Saturday, April 22, 2006

30 Days

I have been smoke-free now for 30 days. This ties the second longest period of abstinence in the last year and a half or two years. The record is one day short of two months, so I'm just over half-way there. Since about the two-week mark, it has been a much easier journey than the first two weeks. Actually I prolonged that initial discomfort for about one week because I smoked four cigarettes at the end of what would have been the first week. If I had not become sick long enough (36 hours) to make me re-commit to not smoking, I would still be smoking today.

It is odd that for the last two or three days, I have been feeling as though I may have acted somewhat rashly – that perhaps I was a bit too hasty in deciding to quit. Maybe, I am thinking, I just needed a little break and now that I have proven to myself and the world that nicotine doesn’t have a hold of me, I can smoke just one if I want to. Or maybe, I should just quit fighting the urge to smoke and just concede that I am a smoker and accept whatever the consequences may be. After all, I can stop if I really want to, didn’t I just prove that?

Right! Perhaps I should have prefaced all those justifications with “And now, a few words from our sponsor…” One is too many. How easily I forget.

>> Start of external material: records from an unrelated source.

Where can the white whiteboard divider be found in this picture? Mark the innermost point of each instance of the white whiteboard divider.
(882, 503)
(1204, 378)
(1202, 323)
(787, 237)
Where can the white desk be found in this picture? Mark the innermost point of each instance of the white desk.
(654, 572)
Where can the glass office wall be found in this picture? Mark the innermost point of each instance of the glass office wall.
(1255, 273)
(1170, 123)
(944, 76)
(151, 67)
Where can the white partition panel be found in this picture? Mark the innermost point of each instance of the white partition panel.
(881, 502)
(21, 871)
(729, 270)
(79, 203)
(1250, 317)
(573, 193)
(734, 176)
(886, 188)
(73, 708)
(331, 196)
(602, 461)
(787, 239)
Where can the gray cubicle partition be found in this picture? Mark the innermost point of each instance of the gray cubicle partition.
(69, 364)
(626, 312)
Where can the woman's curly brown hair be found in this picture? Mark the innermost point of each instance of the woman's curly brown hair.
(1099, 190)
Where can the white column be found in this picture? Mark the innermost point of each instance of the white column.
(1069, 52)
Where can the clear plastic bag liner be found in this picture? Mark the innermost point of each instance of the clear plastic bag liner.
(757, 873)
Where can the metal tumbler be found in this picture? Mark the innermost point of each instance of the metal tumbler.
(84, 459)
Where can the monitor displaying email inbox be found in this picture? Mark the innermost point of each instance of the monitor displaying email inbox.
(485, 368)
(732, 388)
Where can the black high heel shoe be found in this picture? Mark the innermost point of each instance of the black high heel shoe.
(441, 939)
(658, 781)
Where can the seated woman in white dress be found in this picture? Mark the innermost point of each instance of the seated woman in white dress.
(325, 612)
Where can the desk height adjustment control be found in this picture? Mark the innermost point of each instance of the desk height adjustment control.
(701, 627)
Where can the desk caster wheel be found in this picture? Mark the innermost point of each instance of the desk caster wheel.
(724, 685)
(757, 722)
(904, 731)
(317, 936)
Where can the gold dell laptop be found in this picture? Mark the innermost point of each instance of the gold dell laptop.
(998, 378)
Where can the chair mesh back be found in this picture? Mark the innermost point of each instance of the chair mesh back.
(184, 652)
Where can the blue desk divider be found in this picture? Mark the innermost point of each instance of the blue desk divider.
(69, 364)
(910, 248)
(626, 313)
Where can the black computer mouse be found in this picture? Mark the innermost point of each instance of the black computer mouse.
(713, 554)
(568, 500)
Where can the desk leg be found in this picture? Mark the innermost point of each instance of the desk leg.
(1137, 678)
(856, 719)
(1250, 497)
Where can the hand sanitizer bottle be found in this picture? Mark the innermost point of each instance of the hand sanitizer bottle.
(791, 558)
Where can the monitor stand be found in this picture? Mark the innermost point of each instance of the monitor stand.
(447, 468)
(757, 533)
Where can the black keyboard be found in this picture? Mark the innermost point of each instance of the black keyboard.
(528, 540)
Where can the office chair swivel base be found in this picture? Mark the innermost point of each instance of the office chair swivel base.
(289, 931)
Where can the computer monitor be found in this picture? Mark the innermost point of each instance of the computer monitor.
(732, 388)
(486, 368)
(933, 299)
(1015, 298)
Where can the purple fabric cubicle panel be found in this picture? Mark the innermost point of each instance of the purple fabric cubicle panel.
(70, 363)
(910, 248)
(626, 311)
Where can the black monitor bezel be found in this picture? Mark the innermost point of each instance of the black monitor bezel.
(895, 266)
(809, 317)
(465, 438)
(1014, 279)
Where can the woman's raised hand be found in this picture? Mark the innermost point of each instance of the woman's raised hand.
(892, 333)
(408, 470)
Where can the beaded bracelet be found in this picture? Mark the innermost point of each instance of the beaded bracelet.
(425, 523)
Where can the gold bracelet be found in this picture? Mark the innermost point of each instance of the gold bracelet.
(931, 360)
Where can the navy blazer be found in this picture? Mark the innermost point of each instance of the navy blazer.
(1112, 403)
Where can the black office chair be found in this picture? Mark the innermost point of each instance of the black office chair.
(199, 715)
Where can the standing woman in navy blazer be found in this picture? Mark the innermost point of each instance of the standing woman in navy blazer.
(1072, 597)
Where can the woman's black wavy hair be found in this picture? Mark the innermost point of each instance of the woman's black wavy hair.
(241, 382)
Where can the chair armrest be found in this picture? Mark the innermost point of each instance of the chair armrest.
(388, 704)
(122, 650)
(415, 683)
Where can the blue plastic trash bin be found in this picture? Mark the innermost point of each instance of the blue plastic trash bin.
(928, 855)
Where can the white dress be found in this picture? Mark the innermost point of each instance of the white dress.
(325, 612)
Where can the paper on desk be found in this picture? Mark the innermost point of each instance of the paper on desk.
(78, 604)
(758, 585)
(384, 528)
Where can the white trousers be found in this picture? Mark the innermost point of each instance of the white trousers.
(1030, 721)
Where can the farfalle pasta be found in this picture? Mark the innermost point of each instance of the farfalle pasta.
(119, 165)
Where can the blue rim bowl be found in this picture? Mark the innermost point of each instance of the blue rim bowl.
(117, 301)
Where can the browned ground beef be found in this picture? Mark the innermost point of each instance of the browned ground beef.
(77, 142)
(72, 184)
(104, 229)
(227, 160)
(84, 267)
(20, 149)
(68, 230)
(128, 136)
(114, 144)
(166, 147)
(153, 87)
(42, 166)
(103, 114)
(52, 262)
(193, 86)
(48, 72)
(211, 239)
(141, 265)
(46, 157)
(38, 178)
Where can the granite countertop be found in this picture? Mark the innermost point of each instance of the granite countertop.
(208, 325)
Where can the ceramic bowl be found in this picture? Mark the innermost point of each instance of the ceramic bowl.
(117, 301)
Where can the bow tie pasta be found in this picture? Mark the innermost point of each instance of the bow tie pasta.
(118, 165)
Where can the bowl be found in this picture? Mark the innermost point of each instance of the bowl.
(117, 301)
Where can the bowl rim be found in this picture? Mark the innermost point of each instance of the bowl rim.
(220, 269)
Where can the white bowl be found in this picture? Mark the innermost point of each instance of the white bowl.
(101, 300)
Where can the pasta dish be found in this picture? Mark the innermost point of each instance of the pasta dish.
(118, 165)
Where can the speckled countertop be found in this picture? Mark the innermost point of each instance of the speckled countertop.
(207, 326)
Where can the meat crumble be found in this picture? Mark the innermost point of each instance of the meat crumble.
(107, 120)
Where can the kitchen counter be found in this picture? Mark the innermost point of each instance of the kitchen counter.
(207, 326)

I know I can’t stop anytime I want, I have proven it over and over again. I have what I consider to be a pretty good run of non-smoking going on. I sure don’t want to have to do it all over again. It is crucial that I don’t get complacent and underestimate the power of nicotine. I have to remember what it was like at the end and not the “good times.” That almost sounds crazy now that I read it: “Yes, the good old days… lighting up a smoke and letting the good times roll!” It sounds like a cheesy Winston advertisement.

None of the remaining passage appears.